Additional signifiers are provided for denoting ornaments.

The letters "T" and "t" are used to signify whole-tone and semitone trills, respectively. Whole-tone and semitone mordents are signified by the letters "M" and "m".

Inverted mordents are signified by "W" (whole-tone) and "w" (semitone).

(Note that trills, mordents, and inverted mordents wider than two semitones in size are also denoted by the upper-case signifier.)

The letter "S" signifies a turn, whereas the dollar sign ("$") signifies an inverted (or Wagnerian) turn. When a concluding turn is appended to the end of an ornament (such as a trill), the upper-case letter "R" is added to the ornament signifier (as in "tR" and "TR").

In addition to these ornaments, **kern provides a signifier for (multi- note) arpeggiation (":").

The presence of ornaments other than trills, mordents, inverted mordents, and turns can be indicated by the generic ornament symbol ("O").

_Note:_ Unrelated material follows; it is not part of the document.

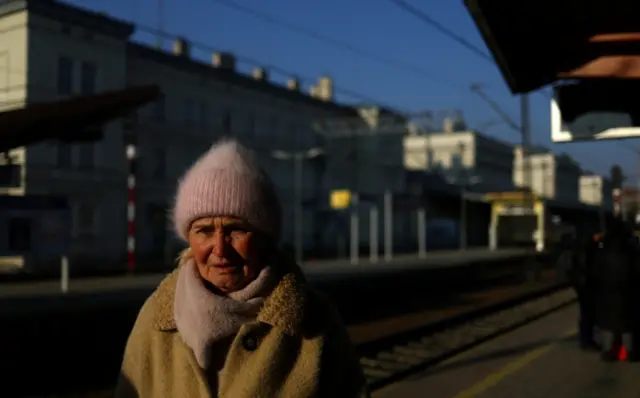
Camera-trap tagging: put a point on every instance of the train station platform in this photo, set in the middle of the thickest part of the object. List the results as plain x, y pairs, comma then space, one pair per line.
539, 360
316, 272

Articulation marks include the apostrophe (') for staccato, the double-quote (") for pizzicato, the greve (`) for staccatissimo, attacca or martellato, the tilde (~) for tenuto, and the caret (^) for all note-related accents (including < and >).

The presence of other articulation types can be indicated by the generic articulation symbol ("I").

3.2.5 UP & DOWN BOWS

**kern provides signifiers for up-bow (v) and down-bow (u).


As noted, the **kern scheme is intended for analytic applications rather than as a means for representing visual renderings of notation. Nevertheless, **kern distinguishes up-stems, down-stems, and beamings in order to assist in analytic tasks such as the determination of voicings and in order to facilitate the parsing of note-groupings.

Up-stems and down-stems are indicated by the slash ("/") and backslash characters ("\") respectively.


Durations are encoded using a reciprocal number notation. More specifically, durations are encoded as nominal beat proportions using integer numbers and the period character.

With the exception of the value zero, durations are represented by reciprocal numerical values corresponding to the American duration names: "1" for whole note, "8" for eighth, "32" for thirty-second, etc. The number zero (0) is reserved for the breve duration (i.e. a duration of twice the length of a whole note).

0breve duration
1whole duration
2half duration
4quarter duration
8eighth duration
16sixteenth duration
32thirty-second duration
64sixty-fourth duration

Dotted durations are indicated by adding the period character (.) immediately following the numerical value -- hence "8." signifies a dotted-eighth note and "2.." signifies a doubly-dotted half note. Any number of augmentation dots may follow the duration integer.

2.dotted half duration
8..doubly-dotted eighth duration

Triplet and other irregular durations are represented in a somewhat more arcane, though no less logical fashion. See below.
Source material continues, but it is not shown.